Abstract: Conversations with Diabetes Educators in Appalachia: Experiences, Insights and Visions

◆ Morohunfolu Seton, University of Louisville
◆ Lindsay J. Della, University of Louisville
◆ Mary Z. Ashlock, University of Louisville
◆ Katie McDaniel, Wiser Strategies
◆ Tania B. Basta, Western Kentucky University
◆ Kimberly R. Hartson, University of Louisville
◆ Kristi M. King, University of Louisville

Background: In Appalachia, the most economically distressed counties also have the poorest health (Borak, Salipante-Zaidel, Slade, & Fields, 2012). Geographic isolation, limited access to health care, and cultural beliefs contribute to local health outcomes (O’Brien & Denham, 2008). As such, individuals living in Appalachia may postpone seeking medical assistance from health professionals, preferring first to obtain advice from family and social networks. Diabetes educators working in Appalachia are uniquely positioned to highlight health education and community-based diabetes challenges in the region, as they serve to bridge the gap between professional and lay sources of information.

Study Introduction: This study sought insight from diabetes educators working in Southeastern Ohio and Eastern Kentucky. Data were gathered around “wins”, challenges, and the types of assistance these diabetes educators desired for future patient interactions. Specifically, key informant interviews were conducted to explore the following research questions:
What experiences have Appalachian diabetes educators faced in the field? What can be learned from their experiences?

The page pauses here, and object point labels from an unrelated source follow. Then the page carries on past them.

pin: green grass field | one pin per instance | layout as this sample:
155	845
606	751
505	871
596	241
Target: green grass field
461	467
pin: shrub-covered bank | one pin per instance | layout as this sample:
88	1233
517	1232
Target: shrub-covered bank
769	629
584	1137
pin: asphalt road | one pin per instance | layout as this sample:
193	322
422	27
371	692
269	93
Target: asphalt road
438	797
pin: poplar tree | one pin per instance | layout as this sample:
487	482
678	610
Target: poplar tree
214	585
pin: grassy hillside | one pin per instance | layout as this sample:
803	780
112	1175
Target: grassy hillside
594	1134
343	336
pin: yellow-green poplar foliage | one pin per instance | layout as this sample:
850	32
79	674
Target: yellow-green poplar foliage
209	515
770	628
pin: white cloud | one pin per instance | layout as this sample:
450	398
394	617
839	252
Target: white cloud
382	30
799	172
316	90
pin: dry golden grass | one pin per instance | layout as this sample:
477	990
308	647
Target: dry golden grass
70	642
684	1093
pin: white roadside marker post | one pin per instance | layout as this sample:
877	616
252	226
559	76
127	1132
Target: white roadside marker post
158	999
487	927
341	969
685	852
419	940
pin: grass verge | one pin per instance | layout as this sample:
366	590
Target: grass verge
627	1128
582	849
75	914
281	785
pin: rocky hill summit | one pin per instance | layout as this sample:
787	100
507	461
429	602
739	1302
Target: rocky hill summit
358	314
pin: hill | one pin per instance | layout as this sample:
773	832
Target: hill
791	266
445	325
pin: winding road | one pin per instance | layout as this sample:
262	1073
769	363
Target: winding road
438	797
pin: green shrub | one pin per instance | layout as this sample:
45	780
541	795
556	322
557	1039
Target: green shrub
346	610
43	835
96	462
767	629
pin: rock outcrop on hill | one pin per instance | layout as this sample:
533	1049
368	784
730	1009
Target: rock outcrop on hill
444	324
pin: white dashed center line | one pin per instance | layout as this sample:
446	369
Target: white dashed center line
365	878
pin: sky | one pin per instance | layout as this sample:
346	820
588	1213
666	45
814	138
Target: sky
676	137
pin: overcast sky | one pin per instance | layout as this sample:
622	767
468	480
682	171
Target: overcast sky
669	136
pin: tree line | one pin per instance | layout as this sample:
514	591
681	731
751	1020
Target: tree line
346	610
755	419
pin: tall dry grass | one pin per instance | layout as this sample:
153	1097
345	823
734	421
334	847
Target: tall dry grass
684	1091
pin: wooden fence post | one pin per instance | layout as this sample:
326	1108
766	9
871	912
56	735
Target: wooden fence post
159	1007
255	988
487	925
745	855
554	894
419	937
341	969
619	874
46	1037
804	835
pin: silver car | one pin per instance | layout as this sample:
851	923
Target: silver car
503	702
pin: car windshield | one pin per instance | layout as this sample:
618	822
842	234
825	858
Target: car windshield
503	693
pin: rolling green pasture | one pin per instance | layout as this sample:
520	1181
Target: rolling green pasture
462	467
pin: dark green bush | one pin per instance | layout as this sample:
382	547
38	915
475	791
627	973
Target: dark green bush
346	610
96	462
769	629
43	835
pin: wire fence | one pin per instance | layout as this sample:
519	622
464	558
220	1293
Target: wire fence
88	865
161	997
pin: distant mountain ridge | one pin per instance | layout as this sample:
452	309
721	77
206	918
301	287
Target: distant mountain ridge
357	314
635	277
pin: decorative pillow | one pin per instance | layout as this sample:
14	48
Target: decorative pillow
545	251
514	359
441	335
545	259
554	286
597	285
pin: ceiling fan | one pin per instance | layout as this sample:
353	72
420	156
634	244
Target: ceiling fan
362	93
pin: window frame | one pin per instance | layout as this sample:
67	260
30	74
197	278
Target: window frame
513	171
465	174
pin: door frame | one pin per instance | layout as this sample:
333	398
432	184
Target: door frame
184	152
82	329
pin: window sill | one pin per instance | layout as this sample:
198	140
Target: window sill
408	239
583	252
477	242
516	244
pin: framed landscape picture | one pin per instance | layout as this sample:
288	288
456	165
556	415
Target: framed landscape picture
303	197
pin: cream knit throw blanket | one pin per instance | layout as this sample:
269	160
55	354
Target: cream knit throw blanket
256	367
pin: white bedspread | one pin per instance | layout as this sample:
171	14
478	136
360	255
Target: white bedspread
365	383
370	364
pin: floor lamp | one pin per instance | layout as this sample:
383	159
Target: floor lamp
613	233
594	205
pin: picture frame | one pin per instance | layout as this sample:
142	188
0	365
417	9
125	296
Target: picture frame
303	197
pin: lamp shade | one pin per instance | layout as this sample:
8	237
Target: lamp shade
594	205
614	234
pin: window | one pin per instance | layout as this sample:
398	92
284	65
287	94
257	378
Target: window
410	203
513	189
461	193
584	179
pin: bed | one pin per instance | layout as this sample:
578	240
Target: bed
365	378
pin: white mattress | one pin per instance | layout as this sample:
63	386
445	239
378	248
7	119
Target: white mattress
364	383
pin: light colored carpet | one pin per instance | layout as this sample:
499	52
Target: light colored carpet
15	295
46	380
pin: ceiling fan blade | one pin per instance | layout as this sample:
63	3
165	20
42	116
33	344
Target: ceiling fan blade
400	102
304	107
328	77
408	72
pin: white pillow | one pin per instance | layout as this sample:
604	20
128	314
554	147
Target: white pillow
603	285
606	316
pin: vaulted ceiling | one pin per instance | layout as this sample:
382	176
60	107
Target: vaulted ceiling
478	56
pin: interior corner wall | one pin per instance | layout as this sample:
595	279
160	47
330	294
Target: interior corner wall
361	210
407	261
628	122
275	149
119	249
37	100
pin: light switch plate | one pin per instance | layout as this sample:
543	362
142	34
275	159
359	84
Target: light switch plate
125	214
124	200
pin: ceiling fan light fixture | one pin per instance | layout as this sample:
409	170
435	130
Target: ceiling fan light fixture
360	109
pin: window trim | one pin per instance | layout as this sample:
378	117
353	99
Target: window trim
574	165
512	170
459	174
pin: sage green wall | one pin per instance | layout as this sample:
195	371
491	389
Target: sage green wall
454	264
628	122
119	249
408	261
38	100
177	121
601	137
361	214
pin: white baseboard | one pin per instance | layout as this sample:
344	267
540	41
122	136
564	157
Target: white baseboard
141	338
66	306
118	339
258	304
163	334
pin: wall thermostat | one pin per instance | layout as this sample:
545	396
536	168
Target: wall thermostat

Method: Seven semi-structured key informant interviews were conducted with diabetes educators serving the counties of Bath, Clark, Menifee, Morgan, and Rowan in Kentucky, along with Athens, Holmes, Noble, Gallia in Ohio (some educators served more than one county). All interviews were conducted via telephone. Interviewees were asked a series of questions about their experiences, processes, insights and challenges in their diabetes educator position. Interviews were recorded, de-identified and transcribed for analysis. Two graduate students coded the data for prominent themes that emerged across the discussions using Owen’s (1984) criteria. Faculty members reviewed and aided in the interpretation of the codes and themes identified.

Findings: Several themes emerged from the analysis. Specifically, diabetes educators vocalized issues related to their patients’ managing misinformation, lack of knowledge, and skewed perceptions: “I think that they don’t know the full scope of it. I think that part of it is because we have oral medications out there and people think that their diabetes isn’t very bad because they’re taking a pill.” Another participant added, “I think they assume that if they get online and then they Google diabetes that they’re going to get reliable, current information… and if you can’t – if you don’t have internet access, your neighbor will stand in the backyard and tell you all about it because she got it too.”

Other emergent themes included the personal blame that diabetes educators heard from their patients; the challenge of navigating family and friend relationships; and a strong focus on dietary change (with less discussion about of physical activity). Finally, the need for additional focus and resources aimed at supporting children in the community with a diabetes diagnosis was noted across many interviews. One diabetes educator plainly stated, “I would like to see uh– a child support group because we have several diabetic kids that need more support.”

These findings lend important insights into issues and directions for future diabetes education practice in Appalachian Kentucky and Ohio. This session will further explicate the main themes noted from the interviews and consider their implications.